Wednesday, December 19, 2007
Tuesday Ten on Wednesday: That's a wrap!
We use wrapping paper. Next Tuesday, our living room floor will be a virtual sea of red and green paper. But this tiny little drop in the bucket is moving slowly toward reducing the amount of paper we use during the holidays. Next year I'd like to reduce the amount of wrapping paper we use even more than I have this year, and the year after that and the year after that.....Give it four or five more years and I might even use up that giant Costco roll I bought long long ago, and we'll be paper-free. Here are some of the ways we've tried to avoid using wrapping paper, at least using as much wrapping paper, this year.
Tuesday Ten: Reduce, Reuse, Recycle-- Almost Ten Alternatives to Wrapping Paper
1. Brown bag it.
Decorate a paper bag with stamps, stickers, markers. Tie with a pretty ribbon, and voila! instant festive package.
2. Cloth gift bags.
Sew cloth gift bags to reuse year after year. You can find Christmas fabrics at super-clearance prices after the holidays. (Instructions for making a simple cloth bag here.) I've made a few bags, but not many. I have fabric. I have a sewing machine. Maybe this will be the year that I finally use all of the fabric to make cloth gift bags in time for Christmas 2008.
3. Gift boxes.
Pretty boxes, the ones on sale at craft and paper stores, make "wrapping" easy. Just open the lid, pop in the gift, replace the lid and you're finished. If you use them for Christmas at home, you can use them every year.
4. Use the packing paper.
Yesterday, for a change of pace from red-and-green crafts, two fine young gents decorated birthday paper for their littlest brother using the paper in which his Christmas gift had been shipped. Double paper savings: Not only did we save wrapping paper, no new paper was harmed in the making of this craft.
If your children love to create big art on large paper, and you have no idea what to do with all of their creations, save the projects for birthday wrapping!
5. Make a gift basket.
We made lovely gift baskets for tutors. The baskets were pretty, we've got a few extra baskets stashed in the basement anyway, and the "wrapping" becomes a lovely part of the gift.
6. Reuse gift bags and paper.
7. Paint a box.
A fine young gent will find a Tonka dump truck under the tree.
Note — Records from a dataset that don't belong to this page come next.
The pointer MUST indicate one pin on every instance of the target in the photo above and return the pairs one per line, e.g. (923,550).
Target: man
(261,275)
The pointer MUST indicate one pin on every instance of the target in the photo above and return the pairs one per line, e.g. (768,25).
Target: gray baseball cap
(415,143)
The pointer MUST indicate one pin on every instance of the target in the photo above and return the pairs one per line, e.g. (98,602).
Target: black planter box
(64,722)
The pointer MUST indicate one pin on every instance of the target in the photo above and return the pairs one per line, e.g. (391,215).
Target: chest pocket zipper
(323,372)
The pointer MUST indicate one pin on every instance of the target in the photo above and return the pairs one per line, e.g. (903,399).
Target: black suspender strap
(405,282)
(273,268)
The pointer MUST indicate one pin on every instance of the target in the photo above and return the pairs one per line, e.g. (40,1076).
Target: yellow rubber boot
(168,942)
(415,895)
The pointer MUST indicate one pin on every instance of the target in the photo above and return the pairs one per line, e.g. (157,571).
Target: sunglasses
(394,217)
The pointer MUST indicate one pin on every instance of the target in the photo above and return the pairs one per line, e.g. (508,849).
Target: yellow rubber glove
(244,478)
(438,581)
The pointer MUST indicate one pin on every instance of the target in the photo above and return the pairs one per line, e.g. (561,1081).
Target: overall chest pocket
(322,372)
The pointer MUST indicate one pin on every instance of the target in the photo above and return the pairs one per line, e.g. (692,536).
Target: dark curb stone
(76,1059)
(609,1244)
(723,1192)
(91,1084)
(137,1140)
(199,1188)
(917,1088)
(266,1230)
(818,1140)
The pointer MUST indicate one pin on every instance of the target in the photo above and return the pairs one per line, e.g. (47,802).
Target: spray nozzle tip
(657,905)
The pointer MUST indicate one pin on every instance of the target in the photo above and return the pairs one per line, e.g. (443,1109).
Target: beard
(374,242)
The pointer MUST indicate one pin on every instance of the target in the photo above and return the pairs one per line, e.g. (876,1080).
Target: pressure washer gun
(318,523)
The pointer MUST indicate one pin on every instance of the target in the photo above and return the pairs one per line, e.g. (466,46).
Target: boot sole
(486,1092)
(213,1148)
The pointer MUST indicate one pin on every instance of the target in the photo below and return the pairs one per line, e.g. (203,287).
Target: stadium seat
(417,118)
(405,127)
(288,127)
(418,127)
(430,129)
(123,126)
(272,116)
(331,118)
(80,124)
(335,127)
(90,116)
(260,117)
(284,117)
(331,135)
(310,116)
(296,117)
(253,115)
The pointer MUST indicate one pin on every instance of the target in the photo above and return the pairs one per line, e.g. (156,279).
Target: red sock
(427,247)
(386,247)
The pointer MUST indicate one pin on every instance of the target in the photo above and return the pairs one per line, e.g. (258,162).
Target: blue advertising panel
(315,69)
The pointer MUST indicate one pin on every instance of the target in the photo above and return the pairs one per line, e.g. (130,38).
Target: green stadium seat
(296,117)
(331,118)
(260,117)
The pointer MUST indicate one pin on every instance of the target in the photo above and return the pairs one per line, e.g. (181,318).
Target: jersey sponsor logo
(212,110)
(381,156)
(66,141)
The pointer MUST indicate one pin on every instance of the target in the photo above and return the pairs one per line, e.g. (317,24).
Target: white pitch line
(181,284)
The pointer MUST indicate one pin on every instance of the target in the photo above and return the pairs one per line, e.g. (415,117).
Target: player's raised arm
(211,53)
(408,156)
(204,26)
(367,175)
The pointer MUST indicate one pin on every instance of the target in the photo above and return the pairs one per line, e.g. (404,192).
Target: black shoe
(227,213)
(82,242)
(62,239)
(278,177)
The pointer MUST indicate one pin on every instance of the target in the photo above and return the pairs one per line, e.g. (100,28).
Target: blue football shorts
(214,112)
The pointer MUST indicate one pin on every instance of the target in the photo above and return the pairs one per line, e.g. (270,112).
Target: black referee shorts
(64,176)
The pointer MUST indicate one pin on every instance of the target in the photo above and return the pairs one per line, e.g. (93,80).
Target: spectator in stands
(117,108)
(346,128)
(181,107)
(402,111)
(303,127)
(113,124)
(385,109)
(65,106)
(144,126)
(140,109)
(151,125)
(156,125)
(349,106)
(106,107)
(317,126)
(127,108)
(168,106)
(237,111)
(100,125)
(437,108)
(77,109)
I was excited about the glow we'll see in his eyes, not so much about trying to wrap the darn thing. Wouldn't you know that at exactly the time I was pondering this dilemma, the UPS guy made his almost-daily stop and delivered a box just the same size as a Tonka dump truck. The fine young gents painted the box in bright red and green, and the dump truck fit perfectly. Another craft project in which no new boxes were harmed.
The old box, however.....we'll have to save it to reuse. Loving husband and I idly pondered whether it's better to reuse a recyclable item if the item is altered in such a way that it is no longer recyclable. We came to the conclusion that it depends on the cost (monetary and environmental) of recycling the item compared to the cost of the new materials, wrapping paper or the like, replaced by the box. We were in the middle of making gingerbread for houses, so we didn't pursue the matter, but it was an interesting discussion nonetheless.
8. Wrap it in pretty fabric.
If you've got fabric around anyway and your giftee sews or quilts, the wrapping becomes part of the gift. In second grade, the elder lovely lady's friends went through a brief period in which they wrapped birthday gifts in fabric instead of wrapping paper. Many of the fabrics made it into their Brownie projects later in the year.
9. Don't wrap it.
Stick a bow on it, tie it with some red yarn, or wind a ribbon around the gift and call it good.